Dr. Joao Rozas Barrios - do Movimento Médico Paulista Cafezinho Literário (MMCL) 

                                                AS GARRAFADAS

 Texto enviado pelo Dr. William Moffit Harris


     Garrafada, fórmula medicinal preparada com componentes de origem vegetal, mineral e animal. É um preparado de uso comum entre aqueles que buscam, na medicina popular, a solução de seus problemas de saúde física, mental e espiritual. Seus protagonistas ou oficiais, conforme o meio em que se pratica, é formado por curandeiros, raizeiros, benzedeiros e benzedeiras, rezadores, pais e mães de santo, catimbozeiros, juremeiros, pajés urbanos e até por pessoas comuns, simples curiosos entre outros.
     Em resumo: beberagem feita por leigos aplicada como remédio.
     A garrafada é herança das antigas triagas, preparados que existiam desde a Antiguidade clássica. Como a garrafada permanece no cenário da medicina popular ou rústica contemporâneo, deve-se admitir que seu poder de cura seja efeito da fé religiosa que alimenta a esperança de cura, acreditando na sua eficácia. Esse sentimento não é garantido pela medicina oficial ao doente. Esta a razão de admitirmos que qualquer tentativa de se explicar esse poder incomum de cura transcende o nosso entendimento, ultrapassando mesmo o resultado das detalhadas análises científicas farmacêuticas dos componentes dessas formulações, pois desobedecem a critérios lógicos de suas funções e de seus efeitos.

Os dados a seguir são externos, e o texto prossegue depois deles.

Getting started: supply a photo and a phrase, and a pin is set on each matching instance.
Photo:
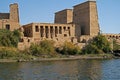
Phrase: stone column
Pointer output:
(43, 32)
(48, 32)
(53, 33)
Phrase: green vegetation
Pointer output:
(68, 49)
(98, 45)
(9, 38)
(46, 49)
(43, 48)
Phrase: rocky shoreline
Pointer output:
(58, 59)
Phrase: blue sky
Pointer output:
(43, 11)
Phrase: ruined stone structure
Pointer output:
(77, 25)
(10, 20)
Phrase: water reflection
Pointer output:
(54, 70)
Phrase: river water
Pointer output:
(62, 70)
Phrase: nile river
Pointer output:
(62, 70)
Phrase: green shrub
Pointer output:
(98, 45)
(6, 52)
(45, 47)
(9, 38)
(68, 49)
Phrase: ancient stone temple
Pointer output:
(77, 25)
(10, 20)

     As primeiras fórmulas trazidas pelos europeus ao Brasil eram as chamadas triagas que eram preparados à base de vinho e mel, acrescidas de substâncias de origem vegetal, animal e mineral conhecidas desde a Antiguidade. O termo de origem grega –Theriakè – e latina – Theriaca -, inicialmente significava antídoto contra envenenamento de qualquer origem.
     Essa história se inicia com Mithriades IV, rei da cidade de Ponto, na Ásia Menor. Esse monarca, que vivia com medo de ser envenenado, passou a vida tentando descobrir antídotos contra venenos. Ele os experimentou em seus escravos.  Essas experiências passaram à história com o nome de Mithridatum. Andrômaco, medico grego oriundo de Creta, e que servira como arquiatra de Nero, denominou o produto dessas experiências com o nome de Teriaga, que quer dizer fera.

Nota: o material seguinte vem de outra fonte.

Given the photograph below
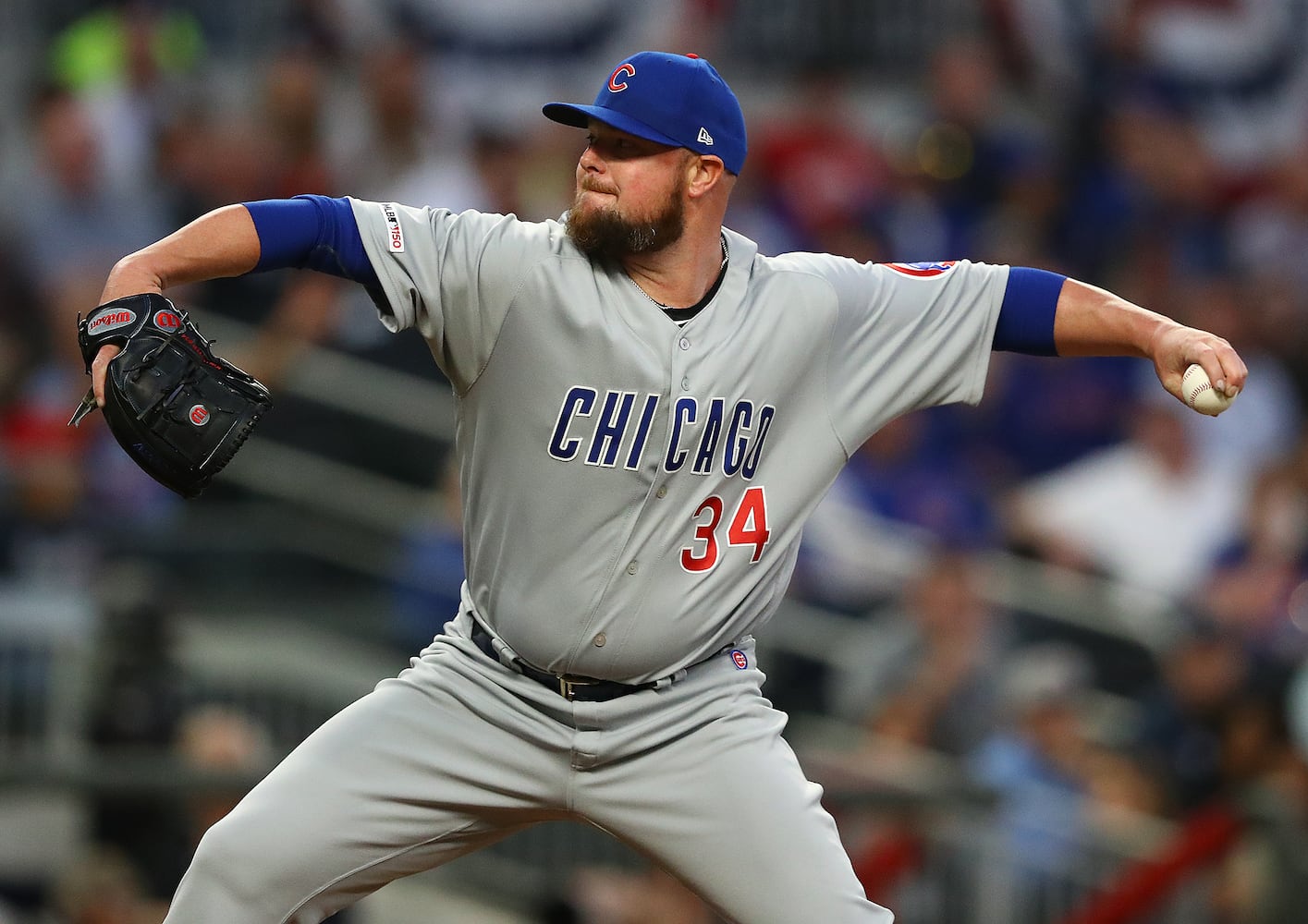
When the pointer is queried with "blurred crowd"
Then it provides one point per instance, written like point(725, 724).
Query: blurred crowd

     Com o tempo a própria Teriaga teve como sinônimo o termo Andrômaco.
     Inicialmente era preparada com algumas substâncias que se acreditava tivessem propriedades capazes de neutralizar os venenos das cobras e outros peçonhentos. Com o passar dos anos, o composto foi sendo enriquecido pelos mais variados ingredientes e chegou a ter cinqüenta e seis. Esse era o número da fórmula clássica da Teriaga.
     Esse composto, que começara com carne de víboras, sucos de alguns vegetais, sais diversos, pele de lobo, abelhas amassadas, óleos diversos, teve com o passar do tempo sua fórmula acrescida de muitos outros elementos.
     Galeno foi o cirurgião dos gladiadores e também um ginasta. Treinava  luta Greco romana. Utilizava muito a Teriaga e lhe aumentou os componentes fazendo com que chegassem a setenta. Ela levava meses para ser preparada e era guardada em potes e, como o vinho, quanto mais velha, melhor !
     Galeno tinha tanta fé nesse produto que ele pessoalmente a preparava para os imperadores aos quais servia.
     Durante toda a Idade Média, a Teriaga dominou a lista de preparados utilizados para combater todas as enfermidades.
     Não havia ninguém, plebeu ou nobre, cidadão ou escravo, “cultos ou ignorantes, expertos ou tolos,” que não confiasse cegamente na Teriaga. Servia para prevenir doenças, curar as picadas de qualquer serpente, tratar as inflamações e lutar contra a peste negra, como nos informa Petrucelli.
     O inglês Heberden, que por ter estudado e descrito as saliências que as pessoas artríticas têm nos dedos, e que ficaram com seu nome – nódulos de Heberden – realizou uma campanha crítica contra a Teriaga fazendo que esta passasse a perder a sua popularidade. Entretanto esteve em farmacopéias da França, Espanha e Alemanha até o último quarto do século XIX.
     Sob o ponto de vista farmacêutico seria um eletuário que é todo remédio de consistência um pouco mais solida que o mel.